BUT, when the word "diverging" is used, it means that it is increasing (decreasing) without bound which means diverging to infinity.
As for your example, this is PRECISELY the reason everything is proved in math. In sciences (including math) some of the results are "obvious" and intuitive. Others however are competely unintuitive and that is why we must prove if the series converges or not and if yes to what value.
I mean here is another example. The series 1/n seems like it would converge (because the individual terms) are strictly decreasing BUT the series does diverge.
There are other possibilities however. For example, the sequence sin(n). It is NOT divergin because it is bounded from above (+1) and below (-1) but as n goes to infinity, this sequence doesn't converge either because it is constantly oscillating.
Convergence and divergence are not the only possibilities. For the case of sin(n) above, we just say that the limit doesn't exist.
2006-09-16 08:03:53 · answer #3 · answered by The Prince 6 · 0⤊ 1⤋
You are getting a lot of wrong answers here. it is quite possible for a series to diverge but have the partial sums not go to infinity. just consider
sum (-1)^n.
This series has partial sums are 1,0,1,0,1,0...
which is a sequence that does not converge, so the series diverges.

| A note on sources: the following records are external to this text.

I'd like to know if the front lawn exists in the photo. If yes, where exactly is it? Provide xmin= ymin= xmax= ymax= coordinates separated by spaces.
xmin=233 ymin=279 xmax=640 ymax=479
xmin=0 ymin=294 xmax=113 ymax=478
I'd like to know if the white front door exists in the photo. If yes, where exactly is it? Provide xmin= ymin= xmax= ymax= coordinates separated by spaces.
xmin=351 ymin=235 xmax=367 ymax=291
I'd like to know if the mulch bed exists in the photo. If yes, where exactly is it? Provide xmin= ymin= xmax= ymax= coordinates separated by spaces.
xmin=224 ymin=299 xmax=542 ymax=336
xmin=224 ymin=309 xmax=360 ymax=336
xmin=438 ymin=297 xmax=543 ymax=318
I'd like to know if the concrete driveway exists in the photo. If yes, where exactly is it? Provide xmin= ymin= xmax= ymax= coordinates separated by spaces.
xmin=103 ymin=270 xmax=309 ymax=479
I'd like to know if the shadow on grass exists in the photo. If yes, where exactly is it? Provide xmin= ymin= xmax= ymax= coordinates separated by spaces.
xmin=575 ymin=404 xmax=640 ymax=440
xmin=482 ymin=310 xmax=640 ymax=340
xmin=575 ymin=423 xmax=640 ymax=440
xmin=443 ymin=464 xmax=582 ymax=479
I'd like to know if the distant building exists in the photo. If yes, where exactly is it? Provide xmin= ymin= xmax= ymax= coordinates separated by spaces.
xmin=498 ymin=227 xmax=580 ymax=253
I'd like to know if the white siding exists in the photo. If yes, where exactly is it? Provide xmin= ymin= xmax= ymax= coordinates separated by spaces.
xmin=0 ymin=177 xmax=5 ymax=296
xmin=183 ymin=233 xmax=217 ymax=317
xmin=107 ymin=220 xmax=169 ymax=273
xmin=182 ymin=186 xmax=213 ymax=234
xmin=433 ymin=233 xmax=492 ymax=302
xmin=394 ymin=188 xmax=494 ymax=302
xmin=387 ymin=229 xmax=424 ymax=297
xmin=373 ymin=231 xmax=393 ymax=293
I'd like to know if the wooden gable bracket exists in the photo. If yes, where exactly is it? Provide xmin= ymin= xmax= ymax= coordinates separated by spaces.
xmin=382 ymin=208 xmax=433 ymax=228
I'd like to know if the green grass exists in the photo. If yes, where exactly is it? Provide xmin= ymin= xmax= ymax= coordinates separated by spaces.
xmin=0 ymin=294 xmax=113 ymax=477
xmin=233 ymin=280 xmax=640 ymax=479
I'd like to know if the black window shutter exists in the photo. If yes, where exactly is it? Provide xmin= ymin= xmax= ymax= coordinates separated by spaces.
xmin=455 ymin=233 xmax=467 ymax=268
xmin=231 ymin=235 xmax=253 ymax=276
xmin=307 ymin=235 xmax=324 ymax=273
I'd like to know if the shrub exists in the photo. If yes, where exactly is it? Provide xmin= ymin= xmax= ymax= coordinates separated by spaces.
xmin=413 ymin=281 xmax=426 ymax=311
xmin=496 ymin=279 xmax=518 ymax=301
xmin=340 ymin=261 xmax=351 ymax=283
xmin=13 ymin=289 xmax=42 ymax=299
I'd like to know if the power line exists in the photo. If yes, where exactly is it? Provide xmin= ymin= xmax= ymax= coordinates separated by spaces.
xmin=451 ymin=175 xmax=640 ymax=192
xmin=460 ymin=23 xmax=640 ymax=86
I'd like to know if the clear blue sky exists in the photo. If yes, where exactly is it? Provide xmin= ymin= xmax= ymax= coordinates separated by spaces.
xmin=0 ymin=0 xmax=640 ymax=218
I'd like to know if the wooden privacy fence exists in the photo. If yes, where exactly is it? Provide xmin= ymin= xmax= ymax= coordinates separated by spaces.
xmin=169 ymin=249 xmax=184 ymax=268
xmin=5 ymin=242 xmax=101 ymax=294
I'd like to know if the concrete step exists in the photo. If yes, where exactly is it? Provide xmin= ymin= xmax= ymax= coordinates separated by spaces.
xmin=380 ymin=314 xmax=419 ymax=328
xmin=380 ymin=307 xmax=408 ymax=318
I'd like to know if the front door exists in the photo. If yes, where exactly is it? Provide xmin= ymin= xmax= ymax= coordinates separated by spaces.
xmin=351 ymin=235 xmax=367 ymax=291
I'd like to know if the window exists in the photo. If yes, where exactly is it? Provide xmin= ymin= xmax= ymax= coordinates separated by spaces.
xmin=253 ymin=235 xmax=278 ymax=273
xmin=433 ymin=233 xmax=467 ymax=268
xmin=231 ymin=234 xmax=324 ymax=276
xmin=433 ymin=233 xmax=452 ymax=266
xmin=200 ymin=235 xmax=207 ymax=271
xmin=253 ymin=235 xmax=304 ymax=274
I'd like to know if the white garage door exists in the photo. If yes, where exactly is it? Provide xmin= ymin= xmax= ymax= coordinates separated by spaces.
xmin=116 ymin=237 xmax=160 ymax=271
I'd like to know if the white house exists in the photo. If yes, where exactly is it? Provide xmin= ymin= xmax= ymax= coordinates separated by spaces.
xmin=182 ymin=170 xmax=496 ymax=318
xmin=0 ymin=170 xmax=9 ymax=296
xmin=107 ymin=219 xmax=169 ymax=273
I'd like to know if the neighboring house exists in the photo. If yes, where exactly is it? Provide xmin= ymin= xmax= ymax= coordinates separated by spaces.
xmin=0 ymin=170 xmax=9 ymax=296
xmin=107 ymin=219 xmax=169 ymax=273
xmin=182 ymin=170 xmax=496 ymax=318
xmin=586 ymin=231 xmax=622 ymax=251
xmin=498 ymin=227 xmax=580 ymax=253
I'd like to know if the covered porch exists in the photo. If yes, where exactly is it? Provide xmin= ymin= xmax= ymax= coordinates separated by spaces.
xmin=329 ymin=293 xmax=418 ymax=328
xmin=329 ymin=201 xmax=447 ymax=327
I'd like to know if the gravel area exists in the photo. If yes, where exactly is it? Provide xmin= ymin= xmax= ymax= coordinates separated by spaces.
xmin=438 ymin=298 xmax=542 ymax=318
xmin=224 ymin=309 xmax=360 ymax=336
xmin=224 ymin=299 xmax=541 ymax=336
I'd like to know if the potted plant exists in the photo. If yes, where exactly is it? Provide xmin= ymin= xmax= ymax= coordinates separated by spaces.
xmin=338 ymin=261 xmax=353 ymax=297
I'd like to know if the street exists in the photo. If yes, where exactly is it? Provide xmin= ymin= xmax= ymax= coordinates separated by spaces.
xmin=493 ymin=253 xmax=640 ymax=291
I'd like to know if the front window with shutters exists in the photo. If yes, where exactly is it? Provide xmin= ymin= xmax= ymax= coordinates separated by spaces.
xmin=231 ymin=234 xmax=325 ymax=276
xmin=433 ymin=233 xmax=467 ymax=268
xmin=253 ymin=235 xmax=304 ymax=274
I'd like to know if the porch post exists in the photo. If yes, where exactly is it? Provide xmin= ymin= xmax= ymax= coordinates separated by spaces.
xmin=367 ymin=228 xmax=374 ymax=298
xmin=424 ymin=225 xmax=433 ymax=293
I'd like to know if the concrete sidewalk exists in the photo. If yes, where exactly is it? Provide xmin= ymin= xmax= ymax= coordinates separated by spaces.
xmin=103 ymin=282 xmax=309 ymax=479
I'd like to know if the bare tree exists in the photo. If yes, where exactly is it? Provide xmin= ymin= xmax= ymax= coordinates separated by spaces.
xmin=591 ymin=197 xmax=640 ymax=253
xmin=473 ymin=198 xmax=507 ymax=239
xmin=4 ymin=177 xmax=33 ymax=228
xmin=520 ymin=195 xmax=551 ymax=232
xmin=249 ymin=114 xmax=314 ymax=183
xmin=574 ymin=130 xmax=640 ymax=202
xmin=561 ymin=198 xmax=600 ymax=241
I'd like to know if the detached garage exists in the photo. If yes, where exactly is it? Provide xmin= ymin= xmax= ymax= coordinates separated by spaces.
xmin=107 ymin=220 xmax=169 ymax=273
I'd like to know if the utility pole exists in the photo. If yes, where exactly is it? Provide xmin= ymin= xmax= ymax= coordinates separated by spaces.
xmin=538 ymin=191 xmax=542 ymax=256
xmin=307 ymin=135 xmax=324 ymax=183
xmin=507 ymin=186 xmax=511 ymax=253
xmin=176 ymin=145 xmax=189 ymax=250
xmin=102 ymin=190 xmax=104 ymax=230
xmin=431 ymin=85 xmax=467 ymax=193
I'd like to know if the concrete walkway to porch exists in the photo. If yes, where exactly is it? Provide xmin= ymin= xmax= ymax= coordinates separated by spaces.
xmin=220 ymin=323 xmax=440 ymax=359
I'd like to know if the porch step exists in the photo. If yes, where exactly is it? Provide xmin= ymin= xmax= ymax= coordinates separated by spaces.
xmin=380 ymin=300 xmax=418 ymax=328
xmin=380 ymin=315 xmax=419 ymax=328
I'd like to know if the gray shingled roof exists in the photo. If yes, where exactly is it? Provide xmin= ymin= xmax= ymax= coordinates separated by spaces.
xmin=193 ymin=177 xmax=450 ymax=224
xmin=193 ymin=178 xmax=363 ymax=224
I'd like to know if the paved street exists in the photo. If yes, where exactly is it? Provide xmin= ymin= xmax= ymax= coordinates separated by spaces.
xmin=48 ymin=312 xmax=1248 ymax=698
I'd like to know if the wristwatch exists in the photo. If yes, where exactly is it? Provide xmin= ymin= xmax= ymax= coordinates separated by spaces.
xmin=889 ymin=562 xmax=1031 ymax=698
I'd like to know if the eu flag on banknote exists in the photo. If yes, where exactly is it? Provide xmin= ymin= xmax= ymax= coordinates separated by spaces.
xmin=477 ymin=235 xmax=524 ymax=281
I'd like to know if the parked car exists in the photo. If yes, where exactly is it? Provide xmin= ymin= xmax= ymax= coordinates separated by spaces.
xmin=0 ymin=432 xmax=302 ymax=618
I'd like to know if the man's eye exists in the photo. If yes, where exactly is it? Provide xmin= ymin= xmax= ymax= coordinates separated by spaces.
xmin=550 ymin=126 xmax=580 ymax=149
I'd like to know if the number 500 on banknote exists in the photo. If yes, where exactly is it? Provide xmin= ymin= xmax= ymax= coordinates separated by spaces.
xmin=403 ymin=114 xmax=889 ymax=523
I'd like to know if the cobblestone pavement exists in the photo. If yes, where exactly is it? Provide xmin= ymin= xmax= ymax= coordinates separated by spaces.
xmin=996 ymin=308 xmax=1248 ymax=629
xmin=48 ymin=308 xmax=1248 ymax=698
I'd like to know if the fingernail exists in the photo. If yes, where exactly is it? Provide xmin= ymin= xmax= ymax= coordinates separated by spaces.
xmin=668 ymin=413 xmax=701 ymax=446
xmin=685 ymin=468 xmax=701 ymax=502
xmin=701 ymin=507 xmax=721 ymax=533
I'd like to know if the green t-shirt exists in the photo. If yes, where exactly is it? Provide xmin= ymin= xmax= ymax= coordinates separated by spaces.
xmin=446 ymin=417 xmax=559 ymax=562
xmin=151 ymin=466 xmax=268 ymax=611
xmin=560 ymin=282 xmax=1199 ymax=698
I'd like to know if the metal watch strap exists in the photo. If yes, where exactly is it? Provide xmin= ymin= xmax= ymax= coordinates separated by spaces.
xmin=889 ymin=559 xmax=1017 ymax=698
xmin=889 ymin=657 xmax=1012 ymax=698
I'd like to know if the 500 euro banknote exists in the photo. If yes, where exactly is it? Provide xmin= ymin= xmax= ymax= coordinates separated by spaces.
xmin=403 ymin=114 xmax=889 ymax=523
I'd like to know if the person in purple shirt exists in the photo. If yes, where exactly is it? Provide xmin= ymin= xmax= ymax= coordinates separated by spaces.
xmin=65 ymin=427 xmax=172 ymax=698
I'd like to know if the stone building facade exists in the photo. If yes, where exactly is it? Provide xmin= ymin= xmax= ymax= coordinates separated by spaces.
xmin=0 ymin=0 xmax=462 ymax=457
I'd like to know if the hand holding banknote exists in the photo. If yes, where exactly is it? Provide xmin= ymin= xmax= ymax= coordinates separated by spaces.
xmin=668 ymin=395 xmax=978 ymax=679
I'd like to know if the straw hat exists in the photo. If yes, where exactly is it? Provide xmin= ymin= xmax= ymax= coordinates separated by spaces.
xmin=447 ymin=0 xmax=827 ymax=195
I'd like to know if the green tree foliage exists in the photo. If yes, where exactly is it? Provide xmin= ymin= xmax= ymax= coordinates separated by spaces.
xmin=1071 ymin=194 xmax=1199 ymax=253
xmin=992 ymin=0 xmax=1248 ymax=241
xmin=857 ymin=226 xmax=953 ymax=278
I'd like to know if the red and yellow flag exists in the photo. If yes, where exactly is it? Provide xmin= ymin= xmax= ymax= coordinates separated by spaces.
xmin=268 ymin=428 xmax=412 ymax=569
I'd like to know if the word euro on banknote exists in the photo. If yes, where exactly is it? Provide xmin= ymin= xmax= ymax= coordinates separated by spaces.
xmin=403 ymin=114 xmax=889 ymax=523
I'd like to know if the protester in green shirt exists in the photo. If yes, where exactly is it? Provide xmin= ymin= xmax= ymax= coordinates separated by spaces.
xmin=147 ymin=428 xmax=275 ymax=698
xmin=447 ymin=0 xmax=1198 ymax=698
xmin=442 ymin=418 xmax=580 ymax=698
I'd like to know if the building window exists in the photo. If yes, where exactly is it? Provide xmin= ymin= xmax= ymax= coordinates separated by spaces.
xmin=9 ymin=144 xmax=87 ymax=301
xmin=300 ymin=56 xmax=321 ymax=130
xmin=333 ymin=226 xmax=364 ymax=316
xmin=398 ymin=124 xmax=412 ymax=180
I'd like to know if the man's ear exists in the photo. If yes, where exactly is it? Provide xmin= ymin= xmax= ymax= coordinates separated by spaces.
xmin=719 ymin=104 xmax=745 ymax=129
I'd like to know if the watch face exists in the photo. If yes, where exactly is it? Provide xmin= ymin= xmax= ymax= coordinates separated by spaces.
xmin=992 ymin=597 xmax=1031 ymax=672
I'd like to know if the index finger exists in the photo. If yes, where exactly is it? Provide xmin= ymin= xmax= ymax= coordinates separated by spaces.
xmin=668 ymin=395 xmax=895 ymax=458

However, the partial sums do not go to infinity. Sorry Wilhelm, you are wrong here. The sum of sin(n) *diverges*.
In your example, when x=1, the series *does* converge and, in fact, it converges to ln(2). However, to *prove* this is not so easy. It does not follow from the usual versions of Taylor's theorem.
2006-09-16 08:29:25 · answer #4 · answered by mathematician 7 · 2⤊ 0⤋
Yes, a divergent series is defined as one that doesn't approach a finite number but goes on increasing in magnitude and approaching infinity.
Hence, all diverging series always diverge to + or -infinity
2006-09-16 07:05:36 · answer #5 · answered by Anonymous · 0⤊ 1⤋